On April 12th, Maine joins a growing list of jurisdictions, including California, Connecticut, Delaware, Hawaii, Massachusetts, New York City (as well as other cities within New York) Oregon, Puerto Rico, and Vermont, that restrict private employers from obtaining salary history information from job candidates and applicants. Within the Northeast region, only Rhode Island and New Hampshire have yet to enact comparable regulations in the public or private sectors, with a bill, HB 221, presently pending before the New Hampshire legislature.
LD 278, “An Act Regarding Pay Equality” amends the Maine Human Rights Act to add 26 MRSA §628-A, making it unlawful to seek or rely upon compensation history during the hiring process. Like other comparable state and local laws, the Maine legislation prohibits salary history inquiries “unless an offer of employment that includes all terms of compensation has been negotiated.” The new statute explains that an employer may not elicit such information either from a prospective employee, or from a prospective employee’s current or former employer. After extending an offer of employment including compensation, an employer may inquire into or verify an individual’s prior wages. Similar to other salary history bans, Maine’s new law exempts from this prohibition salary history information sought “pursuant to any federal or state law that specifically requires the disclosure or verification of compensation history for employment purposes.”
The Act also adds 5 MRSA §4577, which provides that it will be considered evidence of discrimination under the Maine Human Rights Act and the Maine Equal Pay Law to inquire, “either directly or indirectly, about the compensation history of a prospective employee from the prospective employee or a current or former employer of the prospective employee or otherwise seeking the compensation history of a prospective employee.”

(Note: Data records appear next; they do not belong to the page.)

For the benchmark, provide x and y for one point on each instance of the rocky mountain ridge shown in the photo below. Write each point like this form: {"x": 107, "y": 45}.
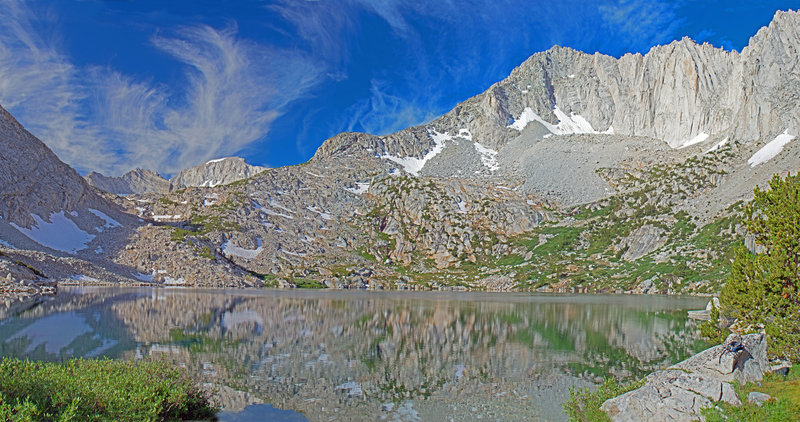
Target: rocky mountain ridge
{"x": 209, "y": 174}
{"x": 576, "y": 173}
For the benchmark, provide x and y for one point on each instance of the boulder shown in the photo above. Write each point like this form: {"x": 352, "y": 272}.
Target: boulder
{"x": 679, "y": 392}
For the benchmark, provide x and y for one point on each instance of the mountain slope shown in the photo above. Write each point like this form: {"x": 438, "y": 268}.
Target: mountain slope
{"x": 209, "y": 174}
{"x": 578, "y": 171}
{"x": 134, "y": 181}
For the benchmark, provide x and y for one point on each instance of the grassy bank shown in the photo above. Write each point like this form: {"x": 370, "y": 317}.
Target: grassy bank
{"x": 101, "y": 390}
{"x": 784, "y": 405}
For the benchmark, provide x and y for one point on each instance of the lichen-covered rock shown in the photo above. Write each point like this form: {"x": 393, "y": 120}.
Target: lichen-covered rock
{"x": 642, "y": 241}
{"x": 134, "y": 181}
{"x": 679, "y": 392}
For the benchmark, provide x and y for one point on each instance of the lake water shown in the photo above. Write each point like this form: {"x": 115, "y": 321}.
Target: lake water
{"x": 345, "y": 355}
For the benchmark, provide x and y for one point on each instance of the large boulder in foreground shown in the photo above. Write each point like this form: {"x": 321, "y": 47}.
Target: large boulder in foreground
{"x": 680, "y": 391}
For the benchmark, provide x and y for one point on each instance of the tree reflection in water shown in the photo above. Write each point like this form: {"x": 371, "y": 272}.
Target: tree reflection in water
{"x": 361, "y": 355}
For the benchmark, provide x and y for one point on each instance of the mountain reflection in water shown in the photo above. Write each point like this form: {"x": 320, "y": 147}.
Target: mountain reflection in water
{"x": 337, "y": 355}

Importantly, there is an exception to this provision that allows employers to confirm compensation history when that information is voluntarily disclosed, and without prompting, by the candidate. In what seems to be an ambiguity in the law, however, the Maine legislature did not carry this same voluntary disclosure exception into the amendment to the Maine Human Rights Law. This failure to use the same language in both newly enacted provisions leaves employers with questions about how they can utilize salary history information that was voluntarily disclosed. In other words, although it is clear that it will not be considered evidence of unlawful discrimination to verify voluntarily disclosed compensation history information, it is less clear as to whether that information can be relied upon in determining compensation before an offer has been made to a prospective hire.
Incorporating the penalties provision from other sections of the Maine Human Rights Act, the new act provides for fines ranging between $100 and $500 for each violation of the statute and exposing employers to civil actions by individuals and the Maine Department of Labor. The law becomes effective ninety days after the conclusion of Maine’s 129th legislative session, which is projected for September 17, 2019.
Maine’s new legislation serves as a reminder to employers that the national equal pay wave is still cresting. With over one-fifth of the U.S. population now falling under the ambit of one or more compensation history prohibitions, employers, and particularly multi-jurisdictional employers, should continue to assess and reevaluate their recruiting and hiring practices.